Module 4 Part 2/2: Types of shares

April 16, 2024

Different types of shares - part 2.

Welcome to the EasyEquities Mentorship program, where we make investing EASY for you!

We have prepared 6 modules that we will post on FinMeUp over the month of July.

The modules are intended to give investors the necessary knowledge to start their investing journeys.

Lets get into it!

The different types of shares that we will discuss are (The last three will be discussed in this article):
Dividend stocks
Small-cap and medium-cap stocks
Growth stocks
Value stocks
Cyclical stocks
Defensive stocks

Value stocks

These are stocks that investors believe have been underestimated by the market. This may be because the industry the stock is in is experiencing trouble but has the potential to do well.

Investors who invest in Value Stocks believe they are getting a bargain on shares that will become more expensive in the future. Value stocks are considered riskier than growth stocks. 

A good indication of an undervalued stock is looking at the P/E ratio, which can be found online. The lower the P/E ratio, the better.  To determine if the P/E ratio is good, investors can compare it to the industry average.

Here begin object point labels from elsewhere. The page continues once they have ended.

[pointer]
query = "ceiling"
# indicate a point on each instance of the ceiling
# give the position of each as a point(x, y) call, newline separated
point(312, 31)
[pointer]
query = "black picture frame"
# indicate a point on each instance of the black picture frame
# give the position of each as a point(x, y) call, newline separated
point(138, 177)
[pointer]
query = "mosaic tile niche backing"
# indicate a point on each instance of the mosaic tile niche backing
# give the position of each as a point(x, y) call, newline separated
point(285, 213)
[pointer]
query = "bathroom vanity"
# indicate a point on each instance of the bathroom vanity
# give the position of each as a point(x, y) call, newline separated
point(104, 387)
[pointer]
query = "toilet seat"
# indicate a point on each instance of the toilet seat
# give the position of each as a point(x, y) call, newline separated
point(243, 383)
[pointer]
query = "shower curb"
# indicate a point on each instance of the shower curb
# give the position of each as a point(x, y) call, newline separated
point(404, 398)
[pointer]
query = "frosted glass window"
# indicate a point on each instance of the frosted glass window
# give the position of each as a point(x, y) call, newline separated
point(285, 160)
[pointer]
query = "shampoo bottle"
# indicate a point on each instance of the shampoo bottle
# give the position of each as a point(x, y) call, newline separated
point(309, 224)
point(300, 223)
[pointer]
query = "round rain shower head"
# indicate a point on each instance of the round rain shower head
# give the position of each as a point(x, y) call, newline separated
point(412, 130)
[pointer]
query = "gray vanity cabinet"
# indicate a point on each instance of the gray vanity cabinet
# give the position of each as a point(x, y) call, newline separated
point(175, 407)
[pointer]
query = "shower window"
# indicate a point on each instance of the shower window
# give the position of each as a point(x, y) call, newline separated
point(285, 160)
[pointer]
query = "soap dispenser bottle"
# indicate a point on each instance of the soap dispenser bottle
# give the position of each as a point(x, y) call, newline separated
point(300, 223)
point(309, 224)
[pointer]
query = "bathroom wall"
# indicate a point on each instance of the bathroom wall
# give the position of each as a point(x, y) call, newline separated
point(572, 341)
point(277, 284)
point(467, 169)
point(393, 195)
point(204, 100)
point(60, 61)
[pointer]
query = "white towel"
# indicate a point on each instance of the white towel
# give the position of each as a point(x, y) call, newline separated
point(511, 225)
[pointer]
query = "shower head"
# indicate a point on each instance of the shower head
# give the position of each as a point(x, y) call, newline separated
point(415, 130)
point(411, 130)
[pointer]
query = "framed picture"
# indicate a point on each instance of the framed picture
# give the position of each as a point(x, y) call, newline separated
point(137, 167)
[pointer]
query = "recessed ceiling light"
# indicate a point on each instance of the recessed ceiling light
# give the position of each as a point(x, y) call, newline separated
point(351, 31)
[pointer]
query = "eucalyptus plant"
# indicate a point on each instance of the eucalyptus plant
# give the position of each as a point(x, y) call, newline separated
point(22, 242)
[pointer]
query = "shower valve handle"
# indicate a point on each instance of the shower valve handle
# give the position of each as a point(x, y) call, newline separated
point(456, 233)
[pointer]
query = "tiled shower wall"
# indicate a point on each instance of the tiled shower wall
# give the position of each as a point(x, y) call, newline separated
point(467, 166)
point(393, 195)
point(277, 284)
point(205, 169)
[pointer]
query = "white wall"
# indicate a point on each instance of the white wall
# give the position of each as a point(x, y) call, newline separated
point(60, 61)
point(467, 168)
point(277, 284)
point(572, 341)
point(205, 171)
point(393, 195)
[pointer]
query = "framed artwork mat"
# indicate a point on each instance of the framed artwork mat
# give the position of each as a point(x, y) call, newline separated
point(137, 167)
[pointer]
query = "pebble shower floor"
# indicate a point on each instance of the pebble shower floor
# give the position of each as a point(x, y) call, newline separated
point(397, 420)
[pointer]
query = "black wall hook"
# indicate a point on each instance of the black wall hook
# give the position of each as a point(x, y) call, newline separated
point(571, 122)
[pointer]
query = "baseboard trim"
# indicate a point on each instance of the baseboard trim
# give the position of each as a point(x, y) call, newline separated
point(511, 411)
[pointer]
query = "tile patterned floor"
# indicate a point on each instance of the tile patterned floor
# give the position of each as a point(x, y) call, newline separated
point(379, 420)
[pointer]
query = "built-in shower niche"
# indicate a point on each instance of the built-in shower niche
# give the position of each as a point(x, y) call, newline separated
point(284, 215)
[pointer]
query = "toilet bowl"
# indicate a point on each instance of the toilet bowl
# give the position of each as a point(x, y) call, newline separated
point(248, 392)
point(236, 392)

Other metrics and resources that are used to indicate that a stock is undervalued include:
P/S ratio
PEG ratio
P/B ratio


*Ratios are not all relevant to every stock*

Examples as of June 2022 include:
Sibanye Stillwater (P/E ratio of 3.60x compared to an industry average of 6.0x)
Advtech (P/E ratio of 14.6x compared to an industry average of 17.4x)
Verizon Communications (P/E ratio of 10.0x compared to an industry average of 17.5x)
Figure 1 [refer to the image attached] shows the main differences between value stocks and growth stocks.

Cyclical stocks

These are stocks that increase in value when the economy is strong and lose value when the economy weakens.
These are companies that offer luxury goods and services such as airlines and vehicle manufacturers. 

Cyclical stocks can lose a lot of their value during an economic recession, but some can regain what they lost and even pass their former values when the economy recovers.

Some industries that are often cyclical include:
Consumer goods 
Luxury goods

Defensive stocks

These are solid investments during economic downturns because the businesses that issue these stocks are less affected or even profit from financial struggles. There is always a demand for their products or services. This makes defensive stocks more stable during various phases of the business cycle.

When there are high periods of volatility and during a struggling economy, it might be a good idea for investors to increase their exposure to defensive stocks. Defensive stocks typically have strong cash flows, stable dividends, and stable operations.

Defensive stocks usually have a beta of less than 1. To understand what this means, lets look at an example. Company ABC has a beta of 0.5. If the market drops 2%, then we would expect the stock to lose only about 1%. 

Food, fuel, utility, and healthcare stocks are considered defensive stocks because the demand for them doesnt decrease with the economy. 

Examples include:
McDonalds (Beta = 0.57)
Shoprite (Beta = 0.55)
Pick N Pay (Beta = 0.31) 

Figure 2 [refer to the image attached] shows the difference between defensive stocks and cyclical stocks.